Most life insurance policies are purchased with the primary goal of providing financial protection for loved ones in the event of the policyholder’s death. However, life insurance can also be used as a tool for advanced estate and gift planning. By using a technique called life insurance premium financing, individuals can use life insurance to create a legacy or make significant gifts to charity, without depleting their other assets.
One common use of life insurance is for estate planning purposes. This involves using the death benefit from a life insurance policy to help pay for expenses related to one’s death, such as providing liquidity to pay estate taxes.

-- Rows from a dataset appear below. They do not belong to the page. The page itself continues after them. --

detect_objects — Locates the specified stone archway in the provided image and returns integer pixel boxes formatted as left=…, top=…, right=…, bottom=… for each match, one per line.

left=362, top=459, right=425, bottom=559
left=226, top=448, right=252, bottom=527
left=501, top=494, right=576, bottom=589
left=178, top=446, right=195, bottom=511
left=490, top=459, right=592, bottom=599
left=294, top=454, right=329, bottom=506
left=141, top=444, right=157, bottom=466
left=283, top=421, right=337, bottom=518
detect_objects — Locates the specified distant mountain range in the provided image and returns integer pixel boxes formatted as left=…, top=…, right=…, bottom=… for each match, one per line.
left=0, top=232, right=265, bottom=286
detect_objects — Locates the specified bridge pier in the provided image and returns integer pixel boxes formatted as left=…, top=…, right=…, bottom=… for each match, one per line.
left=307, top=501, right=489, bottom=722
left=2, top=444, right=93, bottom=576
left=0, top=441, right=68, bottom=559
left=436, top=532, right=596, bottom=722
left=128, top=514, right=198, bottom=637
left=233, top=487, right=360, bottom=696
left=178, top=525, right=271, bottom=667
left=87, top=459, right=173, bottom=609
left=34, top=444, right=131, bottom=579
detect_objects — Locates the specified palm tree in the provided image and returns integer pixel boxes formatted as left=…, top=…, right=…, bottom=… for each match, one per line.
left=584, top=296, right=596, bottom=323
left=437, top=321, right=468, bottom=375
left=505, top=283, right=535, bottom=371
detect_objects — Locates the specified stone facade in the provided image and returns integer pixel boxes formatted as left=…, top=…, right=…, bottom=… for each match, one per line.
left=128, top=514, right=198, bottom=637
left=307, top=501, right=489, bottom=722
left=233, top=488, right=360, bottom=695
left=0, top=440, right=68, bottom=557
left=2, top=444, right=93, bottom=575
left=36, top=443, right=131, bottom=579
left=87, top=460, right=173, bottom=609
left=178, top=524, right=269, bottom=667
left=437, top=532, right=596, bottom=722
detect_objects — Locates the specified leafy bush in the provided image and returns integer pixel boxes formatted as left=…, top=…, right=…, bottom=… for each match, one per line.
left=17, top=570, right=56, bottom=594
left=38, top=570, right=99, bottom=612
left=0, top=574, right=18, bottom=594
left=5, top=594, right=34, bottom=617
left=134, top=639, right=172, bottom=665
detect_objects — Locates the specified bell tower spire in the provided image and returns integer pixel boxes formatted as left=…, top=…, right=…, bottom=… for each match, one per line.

Life insurance premium financing is a strategy that uses life insurance as collateral for a loan. The loan proceeds are then used to pay the life insurance premiums. This allows the policyholder to leverage the death benefit of the policy to create a larger estate or make charitable gifts, while still maintaining control of the policy during their lifetime.
There are a few different ways that life insurance premium financing can be structured. One common method is to borrow the premium from a third-party lender specializing in premium financing life insurance. The borrowed premium is then used to pay the premiums on the policy, and the death benefit will be paid out to the beneficiaries when the policyholder dies.
Oftentimes, a premium financed life insurance policy will be owned by an irrevocable life insurance trust or ILIT. The ILIT will be both the owner and beneficiary of the policy. Using an ILIT keeps the death benefit from being includable in the overall value of the insured’s estate.
The insured is able to name the beneficiaries of the irrevocable life insurance trust to make sure the policy death benefit is distributed to their heirs in an appropriate manner.
There are a few things to keep in mind if you’re considering using life insurance premium financing for estate planning purposes. First, it’s important to make sure that the life insurance policy is properly structured so that the death benefit will go to the intended beneficiaries. Second, you’ll need to make sure that the loan repayments are made on time; if not, the loan could end up being more expensive than it’s worth.
It is also important to make loan interest payments to the lender. Otherwise, the loan will go into default and the lender can call the loan. This will typically result in the policy lapsing leaving the insured without any life insurance coverage.
Life insurance premium financing can be an effective way to create a legacy or make significant gifts, without depleting other assets. However, it is important to work with a qualified financial professional to ensure that the loan is structured properly and that the life insurance policy is adequate to cover the costs of the loan.
Overall, using life insurance premium financing for estate planning can be a helpful way to provide for your loved ones after you’re gone. When properly structured it can be a great way to provide immediate liquidity upon the passing of the insured or insureds.